By: Professor Vern Krishna, CM, QC, FRSC, FCPA
Section 67.6: “In computing income, no deduction shall be made in respect of any amount that is a fine or penalty (other than a prescribed fine or penalty) imposed under a law of a country or of a political subdivision of a country (including a state, province or territory) by any person or public body that has authority to impose the fine or penalty.”
An expense is generally deductible for tax purposes if the taxpayer incurs it for the purposes of gaining or producing income. Under accounting principles, a taxpayer may usually deduct expenses incurred from illegal acts to the extent that he or she incurs them for the purpose of earning income. However, for public policy reasons, the Income Tax Act limits this principle in the case of fines and penalties.
Section 67.6 denies a deduction for fines or penalties imposed by law. The provision effectively overturned the decision of the Supreme Court in 65302 B.C. Ltd., which held that fines and penalties incurred for the purpose of gaining or producing income were deductible expenses and were not caught by the purpose prohibition in paragraph 18(1)(a).
The rationale behind the prohibition is that allowing a deduction for fines and penalties would diminish their deterrence value, which would be contrary to public policy. However, the Act leaves open the door for the deduction of prescribed fines where it would be contrary to public policy to deny deductibility.
Apart from the exception prescribed under Regulation 7309, the characterization of the amount under federal, provincial, municipal or foreign law determines whether the amount may be deducted. Hence, if the amount is not characterized as a fine or penalty and is incurred for the purpose of earning income, it should be deductible. For example, section 67.6 does not apply to the purchase of carbon offset credits or to penalties or damages under private contracts.

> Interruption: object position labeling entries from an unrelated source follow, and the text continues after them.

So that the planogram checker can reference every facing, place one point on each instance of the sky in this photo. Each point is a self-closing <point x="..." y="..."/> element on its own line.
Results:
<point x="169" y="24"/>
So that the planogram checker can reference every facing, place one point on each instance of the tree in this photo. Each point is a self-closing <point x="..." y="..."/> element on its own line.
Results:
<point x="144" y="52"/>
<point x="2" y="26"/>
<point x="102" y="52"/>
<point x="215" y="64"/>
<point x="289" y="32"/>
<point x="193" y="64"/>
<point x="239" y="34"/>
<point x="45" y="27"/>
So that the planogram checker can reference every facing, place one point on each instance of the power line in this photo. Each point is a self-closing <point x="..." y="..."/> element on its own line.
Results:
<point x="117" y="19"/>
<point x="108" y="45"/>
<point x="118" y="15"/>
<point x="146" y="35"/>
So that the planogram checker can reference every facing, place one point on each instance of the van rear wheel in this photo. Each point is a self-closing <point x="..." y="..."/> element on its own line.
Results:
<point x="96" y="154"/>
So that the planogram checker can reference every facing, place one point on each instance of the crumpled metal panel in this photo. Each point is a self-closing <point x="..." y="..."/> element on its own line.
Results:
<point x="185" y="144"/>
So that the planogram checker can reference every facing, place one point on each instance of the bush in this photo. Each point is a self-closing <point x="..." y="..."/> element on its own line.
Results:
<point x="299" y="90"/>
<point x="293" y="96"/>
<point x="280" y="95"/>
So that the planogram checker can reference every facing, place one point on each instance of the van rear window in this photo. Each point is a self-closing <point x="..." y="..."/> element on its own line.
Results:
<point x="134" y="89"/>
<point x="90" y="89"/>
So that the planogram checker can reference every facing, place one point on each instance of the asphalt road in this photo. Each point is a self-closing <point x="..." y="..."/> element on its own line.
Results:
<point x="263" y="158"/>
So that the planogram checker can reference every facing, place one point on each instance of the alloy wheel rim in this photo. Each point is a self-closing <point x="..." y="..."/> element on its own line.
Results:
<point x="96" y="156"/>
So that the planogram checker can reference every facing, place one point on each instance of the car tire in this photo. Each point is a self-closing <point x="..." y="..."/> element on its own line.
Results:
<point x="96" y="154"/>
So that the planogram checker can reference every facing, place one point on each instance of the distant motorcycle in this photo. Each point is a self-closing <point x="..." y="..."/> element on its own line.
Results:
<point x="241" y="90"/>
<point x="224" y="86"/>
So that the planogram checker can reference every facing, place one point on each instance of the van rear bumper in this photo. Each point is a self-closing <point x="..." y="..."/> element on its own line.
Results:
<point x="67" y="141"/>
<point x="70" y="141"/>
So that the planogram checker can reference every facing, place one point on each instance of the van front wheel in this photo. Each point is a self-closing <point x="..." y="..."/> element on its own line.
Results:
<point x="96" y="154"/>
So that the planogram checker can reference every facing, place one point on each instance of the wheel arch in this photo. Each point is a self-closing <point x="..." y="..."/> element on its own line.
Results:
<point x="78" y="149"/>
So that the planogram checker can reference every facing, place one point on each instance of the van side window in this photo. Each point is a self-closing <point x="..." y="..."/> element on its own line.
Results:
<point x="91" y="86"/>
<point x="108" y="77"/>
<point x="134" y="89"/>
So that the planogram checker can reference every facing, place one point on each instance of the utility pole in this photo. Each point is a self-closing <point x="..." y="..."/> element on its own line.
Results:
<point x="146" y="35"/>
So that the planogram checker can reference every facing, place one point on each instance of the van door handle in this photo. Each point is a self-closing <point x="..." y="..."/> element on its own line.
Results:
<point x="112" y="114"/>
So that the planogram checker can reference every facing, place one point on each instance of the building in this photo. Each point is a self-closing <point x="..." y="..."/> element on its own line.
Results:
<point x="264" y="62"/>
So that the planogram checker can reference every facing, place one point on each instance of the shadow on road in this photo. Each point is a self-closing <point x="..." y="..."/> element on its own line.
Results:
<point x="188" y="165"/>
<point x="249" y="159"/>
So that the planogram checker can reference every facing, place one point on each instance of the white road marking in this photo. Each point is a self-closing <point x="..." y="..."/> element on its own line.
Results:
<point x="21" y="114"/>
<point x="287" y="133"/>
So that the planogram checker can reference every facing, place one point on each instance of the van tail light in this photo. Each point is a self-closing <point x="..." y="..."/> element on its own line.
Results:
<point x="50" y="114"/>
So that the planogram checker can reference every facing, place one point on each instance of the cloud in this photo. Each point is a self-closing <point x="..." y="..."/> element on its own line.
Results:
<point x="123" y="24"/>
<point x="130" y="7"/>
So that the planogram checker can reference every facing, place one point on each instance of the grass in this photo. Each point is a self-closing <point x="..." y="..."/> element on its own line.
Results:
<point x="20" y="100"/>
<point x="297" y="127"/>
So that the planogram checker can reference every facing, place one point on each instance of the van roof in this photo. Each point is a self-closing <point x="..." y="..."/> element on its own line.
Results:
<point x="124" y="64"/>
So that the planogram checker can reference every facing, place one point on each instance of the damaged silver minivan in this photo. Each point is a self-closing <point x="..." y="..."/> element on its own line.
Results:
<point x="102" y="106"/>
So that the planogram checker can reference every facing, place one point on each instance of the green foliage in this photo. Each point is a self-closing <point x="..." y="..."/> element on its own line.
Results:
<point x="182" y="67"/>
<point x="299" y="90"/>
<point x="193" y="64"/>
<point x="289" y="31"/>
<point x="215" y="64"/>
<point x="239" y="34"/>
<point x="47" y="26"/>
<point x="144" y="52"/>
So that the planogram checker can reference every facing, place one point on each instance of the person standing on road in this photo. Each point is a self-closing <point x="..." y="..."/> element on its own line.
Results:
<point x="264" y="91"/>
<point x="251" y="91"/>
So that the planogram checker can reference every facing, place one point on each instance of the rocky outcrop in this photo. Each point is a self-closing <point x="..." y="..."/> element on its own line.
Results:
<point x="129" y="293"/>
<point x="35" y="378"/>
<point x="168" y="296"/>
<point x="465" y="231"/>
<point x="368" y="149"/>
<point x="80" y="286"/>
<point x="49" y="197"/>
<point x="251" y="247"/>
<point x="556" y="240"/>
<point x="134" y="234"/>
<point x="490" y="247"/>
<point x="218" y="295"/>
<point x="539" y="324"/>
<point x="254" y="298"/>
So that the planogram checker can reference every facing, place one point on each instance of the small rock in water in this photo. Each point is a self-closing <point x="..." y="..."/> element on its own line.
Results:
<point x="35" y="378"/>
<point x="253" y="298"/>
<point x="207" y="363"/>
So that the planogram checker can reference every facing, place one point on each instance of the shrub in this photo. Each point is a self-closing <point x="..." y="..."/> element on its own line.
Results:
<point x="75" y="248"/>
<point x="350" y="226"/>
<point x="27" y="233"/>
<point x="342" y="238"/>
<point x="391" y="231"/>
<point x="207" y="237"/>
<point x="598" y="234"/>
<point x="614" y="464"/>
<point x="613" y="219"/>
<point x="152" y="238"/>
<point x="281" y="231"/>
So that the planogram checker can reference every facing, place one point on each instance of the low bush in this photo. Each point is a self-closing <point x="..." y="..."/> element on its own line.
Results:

However, section 67.6 does not preclude the deduction of legal fees to defend against prosecutions that may lead to fines if the legal fees are otherwise deductible.
The CRA considers that 67.6 applies to:
- Penalties imposed by self-regulating organizations recognized by a provincial securities commission, such as, the Investment Dealers Association (VIEWS docs 2006-0185611I7, 2007-0256591M4);
- Court-ordered payments to a charity on conviction under workplace safety legislation (2008-0294701E5);
- Penalties under Ontario Tobacco Tax Act (but interest on the penalties may be deductible): 2012-0472261E5;
- Administrative penalties under Alberta’s Climate Change and Emissions Management Act (2012-04404715), but not contributions to the CCEM Fund to comply with that Act (2012-0462621E5).
The section also applies to proceeds of crime forfeited under Criminal Code s. 462.37 or the Proceeds of Crime (Money Laundering) and Terrorist Financing Act: (See: Chow, 2011 CarswellNat 1519 (TCC), para. 29: “Forfeiture of the proceeds of crime is a penalty for illegal activities”).